Expertise Biologique et Inceste
Lorsqu’est sollicitée une adoption susceptible de contourner l’interdiction d’ordre public d’établir un second lien de filiation édictée par les articles 310-2 et 162 du code civil, l’expertise génétique prévue à l’article 16-11, alinéa 7, du code civil est de droit lorsque le ministère public, qui agit pour la défense de l’ordre public en application de l’article 423 du code de procédure civile, en fait la demande, sauf s’il existe un motif légitime de ne pas y procéder.
En cas d’inceste, la prohibition de l’établissement d’un double lien de filiation se justifie par le respect de l’ordre public. Si l’inceste ne peut être empêché, il doit au moins rester caché.

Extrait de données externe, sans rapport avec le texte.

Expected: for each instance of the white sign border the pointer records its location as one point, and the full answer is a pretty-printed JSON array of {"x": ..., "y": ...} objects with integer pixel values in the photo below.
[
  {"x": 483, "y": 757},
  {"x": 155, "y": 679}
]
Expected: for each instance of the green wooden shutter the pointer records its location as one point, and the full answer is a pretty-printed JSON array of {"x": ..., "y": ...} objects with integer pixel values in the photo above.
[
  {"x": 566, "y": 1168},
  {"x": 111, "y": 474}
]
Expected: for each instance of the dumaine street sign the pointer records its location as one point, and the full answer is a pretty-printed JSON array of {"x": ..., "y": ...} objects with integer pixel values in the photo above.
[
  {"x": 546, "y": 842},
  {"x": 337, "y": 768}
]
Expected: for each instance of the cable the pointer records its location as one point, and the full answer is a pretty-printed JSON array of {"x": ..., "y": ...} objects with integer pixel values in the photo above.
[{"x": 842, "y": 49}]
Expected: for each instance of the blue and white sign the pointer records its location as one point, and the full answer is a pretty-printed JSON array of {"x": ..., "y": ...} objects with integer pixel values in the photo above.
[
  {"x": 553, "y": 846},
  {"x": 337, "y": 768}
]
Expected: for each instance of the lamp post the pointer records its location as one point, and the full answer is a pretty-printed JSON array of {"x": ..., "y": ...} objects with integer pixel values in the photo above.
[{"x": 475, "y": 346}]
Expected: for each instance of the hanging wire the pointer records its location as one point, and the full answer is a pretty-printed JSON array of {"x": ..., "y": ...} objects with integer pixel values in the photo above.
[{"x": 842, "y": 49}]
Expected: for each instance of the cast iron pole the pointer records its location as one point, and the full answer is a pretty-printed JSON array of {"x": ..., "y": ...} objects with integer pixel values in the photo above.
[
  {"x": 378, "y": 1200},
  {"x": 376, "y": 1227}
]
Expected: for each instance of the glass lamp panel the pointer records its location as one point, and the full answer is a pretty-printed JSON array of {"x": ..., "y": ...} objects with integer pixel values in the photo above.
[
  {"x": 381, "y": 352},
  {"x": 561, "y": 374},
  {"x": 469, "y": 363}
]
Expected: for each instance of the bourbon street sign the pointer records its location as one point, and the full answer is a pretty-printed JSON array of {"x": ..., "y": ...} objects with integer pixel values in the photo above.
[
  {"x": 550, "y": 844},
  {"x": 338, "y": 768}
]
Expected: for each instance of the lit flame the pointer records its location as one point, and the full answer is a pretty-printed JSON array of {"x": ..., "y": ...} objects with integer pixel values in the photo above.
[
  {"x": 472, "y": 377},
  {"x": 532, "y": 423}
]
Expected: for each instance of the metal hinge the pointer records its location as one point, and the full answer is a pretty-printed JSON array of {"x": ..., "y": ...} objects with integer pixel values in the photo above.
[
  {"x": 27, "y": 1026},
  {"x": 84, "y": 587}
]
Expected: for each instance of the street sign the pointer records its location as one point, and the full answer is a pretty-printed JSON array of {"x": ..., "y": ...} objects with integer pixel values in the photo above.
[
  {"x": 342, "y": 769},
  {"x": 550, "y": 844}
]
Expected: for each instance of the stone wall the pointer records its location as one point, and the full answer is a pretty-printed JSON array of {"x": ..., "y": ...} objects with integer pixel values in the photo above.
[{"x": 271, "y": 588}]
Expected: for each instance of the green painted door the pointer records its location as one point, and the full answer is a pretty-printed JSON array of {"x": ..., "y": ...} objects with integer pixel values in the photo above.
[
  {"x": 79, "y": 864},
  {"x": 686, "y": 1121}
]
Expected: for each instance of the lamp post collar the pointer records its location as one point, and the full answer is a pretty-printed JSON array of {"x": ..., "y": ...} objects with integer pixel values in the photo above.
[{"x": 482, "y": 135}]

Motifs Légitimes de Refus de l'Expertise
La Cour de cassation opère un contrôle du motif légitime, qui tient à deux types de circonstances établissant soit que l’expertise serait superfétatoire (par ex. si les présomptions et indices graves sont suffisants pour établir la paternité, ou si la demande d’une nouvelle expertise est rendue inutile par une première expertise établissant avec une quasi-certitude scientifique la paternité ou la non-paternité), soit qu’elle serait matériellement impossible (en raison de l’absence du père qui n’est pas localisé, ou de l'absence de localisation de l'enfant).
Vérité Biologique vs. Vérité Sociologique
En matière de filiation, deux vérités sont concevables. La vérité biologique, qui renvoie au lien existant entre l’enfant et son géniteur, est unique et immuable. La vérité sociologique, affective, celle du cœur, renvoie au lien existant entre l’enfant et celui qui l’élève. Contrairement à la vérité biologique, la vérité sociologique peut être plurielle et changeante.